Ну... так вот: я не удержался, комбриг, послал ему сегодня поздравительную телеграмму. Не захватили! Читали про Пирл-Харбор? Эх, позор! Эх, разгильдяйство! Эх, торгаши несчастные! Да, действительно Америка не СССР!

И они оба, покачивая головами, иронически улыбались.

В тот радостный вечер все засиделись очень поздно. Даже Петр Лаврович не ушел к себе работать. Говорили, строили планы дальнейшего развертывания больших событий, мечтали и о своем. Потом Сильва, взвинченная, возбужденная, прошла к роялю, и мощные, буйные аккорды бетховенской «Застольной» как бы расширили комнату:

Выпьем, ей богу, еще! Бетси! Нам — грогу стакан, Последний, в дорогу!..

— Так вместе в дорогу, Павел Дмитриевич? — спросила Сильва Габель, закрывая крышку. — Вместе в Ленинград?

— Ну, а как же «Сильва, ты меня погубишь!» — весело ответил комбриг. — Обязательно вместе!

А на следующий день произошло то, чего он никак не ожидал. Сильва ушла утром к каким-то друзьям, обещавшим ей содействие в получении пропуска.

Уже смеркалось, когда, позвонив по телефону, она застала во всем доме одну-единственную Анну Елизаровну и наспех сообщила ей, что всё переменилось. Через час она улетает с бригадой артистов на Мурман, а оттуда — в Ленинград. У нее нет даже времени забежать на Могильцевский. Она умоляет Анну Елизаровну поблагодарить от нее и Петра Лавровича, и Павла Дмитриевича, поцеловать крепко-крепко Ирочку. «Нет, нет, ни минутки нет! Прощайте, Анна Елизаровна, милая...»

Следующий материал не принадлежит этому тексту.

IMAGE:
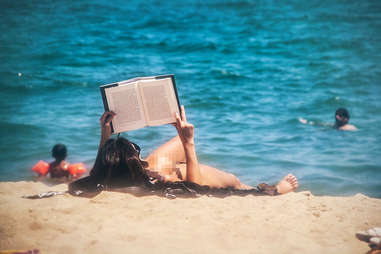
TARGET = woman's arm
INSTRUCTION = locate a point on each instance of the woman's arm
(186, 134)
(106, 127)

Павел Лепечев бушевал весь вечер: «Да куда же это она унеслась, несчастная? Почему же Мурман? С кем? На сколько? Эх!» Он очень досадовал: ему как раз сегодня наверняка обещали Ленинград, и притом на ближайшие дни. Уж чего бы вернее!

Однако даже в Новый год он, в новенькой контр-адмиральской форме, еще принимал поздравления от окружающих: переаттестовали! Пятнадцатого января он всё еще сидел в Москве, а отбытием и не пахло.